Evolutionary link is ID’d
Published 5:00 am Friday, June 7, 2013
A 55-million-year-old fossil of a mouse-sized primate has been identified as a crucial evolutionary link in the chain that led to apes and humans.
Four inches long, with a 5-inch tail and protruding eyes, Archicebus achilles probably thrived for millions of years during a warm period of Earth’s history, feasting on insects and leaping around in canopies of trees that surrounded a tropical lake in what now is China, according to a report published online Wednesday by the journal Nature.

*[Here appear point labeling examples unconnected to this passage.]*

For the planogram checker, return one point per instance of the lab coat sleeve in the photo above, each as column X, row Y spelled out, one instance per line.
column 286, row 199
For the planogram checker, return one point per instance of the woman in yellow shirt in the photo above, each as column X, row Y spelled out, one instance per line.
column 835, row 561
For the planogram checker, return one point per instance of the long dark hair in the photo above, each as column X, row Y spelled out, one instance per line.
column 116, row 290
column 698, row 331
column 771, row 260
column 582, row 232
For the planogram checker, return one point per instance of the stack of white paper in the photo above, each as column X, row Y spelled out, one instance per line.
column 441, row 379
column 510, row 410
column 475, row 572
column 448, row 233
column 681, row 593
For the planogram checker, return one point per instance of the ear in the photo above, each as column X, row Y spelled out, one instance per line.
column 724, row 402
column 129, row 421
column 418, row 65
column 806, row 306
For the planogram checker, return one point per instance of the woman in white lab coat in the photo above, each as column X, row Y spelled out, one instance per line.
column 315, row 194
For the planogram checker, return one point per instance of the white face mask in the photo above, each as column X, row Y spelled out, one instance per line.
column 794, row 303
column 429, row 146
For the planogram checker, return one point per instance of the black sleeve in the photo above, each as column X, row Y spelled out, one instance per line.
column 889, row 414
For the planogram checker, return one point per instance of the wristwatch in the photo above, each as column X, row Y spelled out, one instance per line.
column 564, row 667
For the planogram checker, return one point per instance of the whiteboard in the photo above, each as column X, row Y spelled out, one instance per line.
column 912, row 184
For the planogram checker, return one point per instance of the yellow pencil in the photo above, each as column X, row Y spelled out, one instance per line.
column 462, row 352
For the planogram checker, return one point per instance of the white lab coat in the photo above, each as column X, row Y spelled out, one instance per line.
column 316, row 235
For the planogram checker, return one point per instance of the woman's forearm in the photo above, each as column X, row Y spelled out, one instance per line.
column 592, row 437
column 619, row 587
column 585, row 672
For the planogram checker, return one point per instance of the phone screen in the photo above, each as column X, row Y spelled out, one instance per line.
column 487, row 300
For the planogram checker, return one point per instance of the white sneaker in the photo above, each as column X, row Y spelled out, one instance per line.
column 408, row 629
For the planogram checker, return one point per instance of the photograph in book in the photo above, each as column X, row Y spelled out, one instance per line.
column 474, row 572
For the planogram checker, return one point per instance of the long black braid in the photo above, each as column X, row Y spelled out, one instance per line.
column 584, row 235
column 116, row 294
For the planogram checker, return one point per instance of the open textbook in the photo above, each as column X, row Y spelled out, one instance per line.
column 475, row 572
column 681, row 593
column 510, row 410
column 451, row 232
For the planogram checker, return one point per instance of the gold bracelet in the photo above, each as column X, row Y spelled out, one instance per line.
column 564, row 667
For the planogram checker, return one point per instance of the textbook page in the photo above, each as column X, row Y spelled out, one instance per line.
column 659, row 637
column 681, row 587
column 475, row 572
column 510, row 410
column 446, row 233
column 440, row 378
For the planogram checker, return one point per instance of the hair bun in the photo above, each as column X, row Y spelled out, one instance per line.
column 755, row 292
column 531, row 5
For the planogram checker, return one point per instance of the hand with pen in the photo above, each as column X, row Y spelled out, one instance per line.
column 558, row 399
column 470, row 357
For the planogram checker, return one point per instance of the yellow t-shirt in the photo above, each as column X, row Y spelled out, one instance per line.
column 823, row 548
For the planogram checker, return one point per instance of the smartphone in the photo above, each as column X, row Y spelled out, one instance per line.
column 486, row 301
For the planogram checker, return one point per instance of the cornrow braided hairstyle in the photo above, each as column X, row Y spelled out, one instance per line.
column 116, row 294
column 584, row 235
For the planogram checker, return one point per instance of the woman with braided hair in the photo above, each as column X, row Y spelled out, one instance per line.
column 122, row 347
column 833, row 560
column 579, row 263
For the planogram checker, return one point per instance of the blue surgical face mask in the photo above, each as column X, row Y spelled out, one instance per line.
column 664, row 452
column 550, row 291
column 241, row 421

“It was probably kind of a frenetic animal,” said study leader Chris Beard, a paleontologist at the Carnegie Museum of Natural History in Pittsburgh. “You could even think anxious — an animal that moves around a lot, very active, searching for its next meal, very agile in the trees, climbing and leaping around in the canopy.”
The remarkably complete fossil of Archicebus — derived from Latin and Greek for “ancient monkey” — helps make the case that primates first arose in Asia, even though the lineage leading to man later flourished and diversified in Africa.
“If we go along a tree to the point where all the primates began to evolve, they all point to Asia,” said paleontologist Xijun Ni of the Chinese Academy of Sciences, who led the fieldwork in a fossil-rich area of Hubei province better known for its spectacular fish fossils.